5. Keep a schedule and monitor yourself
Know yourself, philosopher says. I find the biggest mistake of WP was to be absolutely ignorant of itself. Who really writes wikipedia? How? What is the credibility of scientific articles vs. political articles, really? CZ should think of a way to track everything down from the very beginning. This is the only way to find and correct issues as soon as they arise, this is the only way to grow. I’ll stop now. Already too much. Hope I have been useful. Last thing: what CZ wants from experts it is not merely their theoretical knowledge but their ability to apply a ‘method’. A scientific approach in researching and exposing contents.
Who gives a shit anyway. Just wait and see.
we were discussing wikipedia in the flyroom yesterday. it was an interesting discussion and some cool ideas followed.
I don’t think CZ will outperform WP.
The premises are really good, but the involvement will be too little. You don’t need to be a ph.d. working on tuataras to write a good encyclopaedic entry about tuataras. You do need, however, to consult sources coming (at least) from a ph.d. on the subject.

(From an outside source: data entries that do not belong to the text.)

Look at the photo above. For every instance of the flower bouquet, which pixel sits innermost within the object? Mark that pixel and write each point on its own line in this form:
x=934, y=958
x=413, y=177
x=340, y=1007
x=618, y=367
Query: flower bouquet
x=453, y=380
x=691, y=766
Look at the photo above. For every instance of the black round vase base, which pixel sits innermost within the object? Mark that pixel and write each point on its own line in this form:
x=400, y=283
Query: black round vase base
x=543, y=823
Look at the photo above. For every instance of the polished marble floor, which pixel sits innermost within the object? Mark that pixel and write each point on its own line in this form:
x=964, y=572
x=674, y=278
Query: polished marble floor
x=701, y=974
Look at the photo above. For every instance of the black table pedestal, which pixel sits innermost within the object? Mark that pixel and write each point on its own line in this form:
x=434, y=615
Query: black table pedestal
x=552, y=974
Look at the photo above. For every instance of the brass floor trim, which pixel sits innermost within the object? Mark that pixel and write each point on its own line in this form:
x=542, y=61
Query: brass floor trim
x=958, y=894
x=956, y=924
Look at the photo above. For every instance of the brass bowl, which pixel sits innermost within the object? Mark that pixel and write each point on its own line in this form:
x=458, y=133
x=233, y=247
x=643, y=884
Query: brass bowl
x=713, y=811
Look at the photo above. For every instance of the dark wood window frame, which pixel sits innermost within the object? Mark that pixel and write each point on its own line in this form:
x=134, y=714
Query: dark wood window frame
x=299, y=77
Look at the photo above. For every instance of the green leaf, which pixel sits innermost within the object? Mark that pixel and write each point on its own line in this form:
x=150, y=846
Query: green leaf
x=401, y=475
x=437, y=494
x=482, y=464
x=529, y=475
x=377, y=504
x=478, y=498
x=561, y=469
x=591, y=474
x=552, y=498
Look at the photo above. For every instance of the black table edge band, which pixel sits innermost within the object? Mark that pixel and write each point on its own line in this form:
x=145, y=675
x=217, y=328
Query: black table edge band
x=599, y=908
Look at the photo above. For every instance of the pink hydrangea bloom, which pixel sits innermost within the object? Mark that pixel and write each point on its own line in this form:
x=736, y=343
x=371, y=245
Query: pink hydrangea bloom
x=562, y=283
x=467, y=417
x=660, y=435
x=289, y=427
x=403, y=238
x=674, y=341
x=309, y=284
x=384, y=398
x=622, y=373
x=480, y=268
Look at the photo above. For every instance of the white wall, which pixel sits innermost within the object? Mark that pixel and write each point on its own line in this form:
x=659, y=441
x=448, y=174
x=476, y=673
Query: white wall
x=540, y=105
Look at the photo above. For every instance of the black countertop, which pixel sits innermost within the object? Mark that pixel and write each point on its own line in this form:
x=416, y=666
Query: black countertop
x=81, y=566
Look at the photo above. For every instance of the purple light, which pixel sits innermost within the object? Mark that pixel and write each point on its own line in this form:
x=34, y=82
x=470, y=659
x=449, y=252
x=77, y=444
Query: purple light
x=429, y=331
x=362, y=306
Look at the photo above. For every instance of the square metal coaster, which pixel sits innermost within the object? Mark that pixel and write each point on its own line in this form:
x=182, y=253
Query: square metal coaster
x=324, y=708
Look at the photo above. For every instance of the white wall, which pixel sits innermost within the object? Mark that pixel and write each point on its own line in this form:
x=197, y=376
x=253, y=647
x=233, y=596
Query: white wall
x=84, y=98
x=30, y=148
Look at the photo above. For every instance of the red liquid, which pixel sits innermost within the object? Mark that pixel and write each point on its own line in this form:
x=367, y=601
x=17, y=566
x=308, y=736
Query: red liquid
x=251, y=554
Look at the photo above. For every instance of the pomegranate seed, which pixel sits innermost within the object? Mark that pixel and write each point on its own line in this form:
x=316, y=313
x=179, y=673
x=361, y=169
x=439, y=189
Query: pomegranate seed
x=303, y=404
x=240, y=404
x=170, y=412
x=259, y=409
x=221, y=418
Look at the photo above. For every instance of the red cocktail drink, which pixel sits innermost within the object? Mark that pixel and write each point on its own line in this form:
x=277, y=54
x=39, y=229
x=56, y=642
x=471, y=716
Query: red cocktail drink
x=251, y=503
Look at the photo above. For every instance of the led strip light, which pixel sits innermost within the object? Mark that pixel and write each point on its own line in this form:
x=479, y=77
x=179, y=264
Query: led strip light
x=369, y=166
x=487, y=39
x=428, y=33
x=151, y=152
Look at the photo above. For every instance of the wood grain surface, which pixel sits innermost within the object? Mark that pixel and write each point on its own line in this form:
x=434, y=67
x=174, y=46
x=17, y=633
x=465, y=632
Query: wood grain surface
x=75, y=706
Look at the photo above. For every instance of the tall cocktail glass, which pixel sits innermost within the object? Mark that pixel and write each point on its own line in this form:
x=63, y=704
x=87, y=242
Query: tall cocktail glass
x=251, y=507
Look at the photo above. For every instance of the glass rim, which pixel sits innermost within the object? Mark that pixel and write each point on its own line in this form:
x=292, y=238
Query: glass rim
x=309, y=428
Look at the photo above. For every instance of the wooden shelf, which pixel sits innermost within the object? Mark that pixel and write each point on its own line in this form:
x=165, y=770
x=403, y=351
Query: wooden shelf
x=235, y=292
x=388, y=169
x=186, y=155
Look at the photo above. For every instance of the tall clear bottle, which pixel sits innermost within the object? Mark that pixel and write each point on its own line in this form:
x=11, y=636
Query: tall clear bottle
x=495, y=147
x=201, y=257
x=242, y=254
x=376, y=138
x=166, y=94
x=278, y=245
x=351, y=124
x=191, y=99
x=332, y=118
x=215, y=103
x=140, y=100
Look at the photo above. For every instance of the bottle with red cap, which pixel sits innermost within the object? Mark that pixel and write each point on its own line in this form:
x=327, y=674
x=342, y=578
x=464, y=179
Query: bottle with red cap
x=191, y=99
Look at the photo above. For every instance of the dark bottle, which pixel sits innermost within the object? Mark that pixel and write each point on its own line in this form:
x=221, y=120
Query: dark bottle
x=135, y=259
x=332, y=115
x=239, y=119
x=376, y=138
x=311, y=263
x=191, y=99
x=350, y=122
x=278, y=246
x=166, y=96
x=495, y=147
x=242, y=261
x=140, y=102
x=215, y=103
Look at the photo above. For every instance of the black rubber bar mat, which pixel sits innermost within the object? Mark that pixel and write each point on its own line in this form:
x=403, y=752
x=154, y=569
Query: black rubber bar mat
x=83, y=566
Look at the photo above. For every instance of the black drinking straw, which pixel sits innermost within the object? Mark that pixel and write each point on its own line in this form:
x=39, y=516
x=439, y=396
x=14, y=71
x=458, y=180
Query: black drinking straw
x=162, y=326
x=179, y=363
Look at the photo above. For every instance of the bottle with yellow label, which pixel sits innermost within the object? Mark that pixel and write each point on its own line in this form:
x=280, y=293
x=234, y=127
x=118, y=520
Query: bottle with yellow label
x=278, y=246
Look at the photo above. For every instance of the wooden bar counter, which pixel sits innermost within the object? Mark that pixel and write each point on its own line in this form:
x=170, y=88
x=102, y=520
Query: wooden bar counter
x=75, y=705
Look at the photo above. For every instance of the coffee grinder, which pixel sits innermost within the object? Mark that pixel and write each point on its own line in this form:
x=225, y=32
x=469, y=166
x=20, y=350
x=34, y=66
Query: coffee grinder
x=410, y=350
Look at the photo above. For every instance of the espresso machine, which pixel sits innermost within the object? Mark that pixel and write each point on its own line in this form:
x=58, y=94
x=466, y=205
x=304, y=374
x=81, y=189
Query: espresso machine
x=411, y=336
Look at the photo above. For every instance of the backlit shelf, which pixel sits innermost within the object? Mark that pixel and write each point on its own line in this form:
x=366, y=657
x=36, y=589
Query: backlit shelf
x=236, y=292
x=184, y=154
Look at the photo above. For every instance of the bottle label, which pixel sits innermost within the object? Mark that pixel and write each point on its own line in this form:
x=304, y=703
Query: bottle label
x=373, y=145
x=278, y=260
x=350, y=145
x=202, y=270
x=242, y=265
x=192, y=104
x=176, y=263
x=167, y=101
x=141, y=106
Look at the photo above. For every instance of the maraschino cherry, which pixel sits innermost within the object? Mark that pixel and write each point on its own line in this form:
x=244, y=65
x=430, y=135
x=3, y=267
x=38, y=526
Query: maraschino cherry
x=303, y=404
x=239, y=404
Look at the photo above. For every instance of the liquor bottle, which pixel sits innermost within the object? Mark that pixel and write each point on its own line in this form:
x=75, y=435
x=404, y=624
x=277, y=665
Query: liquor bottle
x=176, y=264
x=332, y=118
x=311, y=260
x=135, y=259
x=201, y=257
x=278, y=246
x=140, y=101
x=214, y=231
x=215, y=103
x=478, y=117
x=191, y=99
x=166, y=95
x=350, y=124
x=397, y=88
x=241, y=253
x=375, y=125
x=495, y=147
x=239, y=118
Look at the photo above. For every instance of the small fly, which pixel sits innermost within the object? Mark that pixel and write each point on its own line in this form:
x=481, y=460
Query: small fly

Moreover, this wouldn’t solve the issue of crackpots etc. In USA there are Ph.D. astronomers that believe in geocentrism. Would we allow equal citizenship on CZ?
The real usefulness of CZ could maybe be in providing a peer review for WP articles. Such peer review should be trusted from WP and protected by the WP admins.
I also agree with your point 4, this is a cool idea, but it would be OK for them to submit them to WP (after all, WP has already some recognition in the science world after the famous Nature review of WP credibility). A dream I have is some resources of state educational institutes be devoted to WP -i.e. having a handful of young experts that are actually *paid* 24/7 to work on WP, because it’s for the benefit of humankind (just like we pay people to maintain our cultural heritage in museums) but I know that it is just wishful thinking…
aiutami a credere in citizendum o wikipedia.
io ero convinto fosse il futuro, poi è arrivato Beppe Grillo con la sua onda di qualunquismo, con i suoi sermoni sull’infallibilità di wikipedia. cosa che tu mi insegni assolutamente falsa. ed ho avuto paura.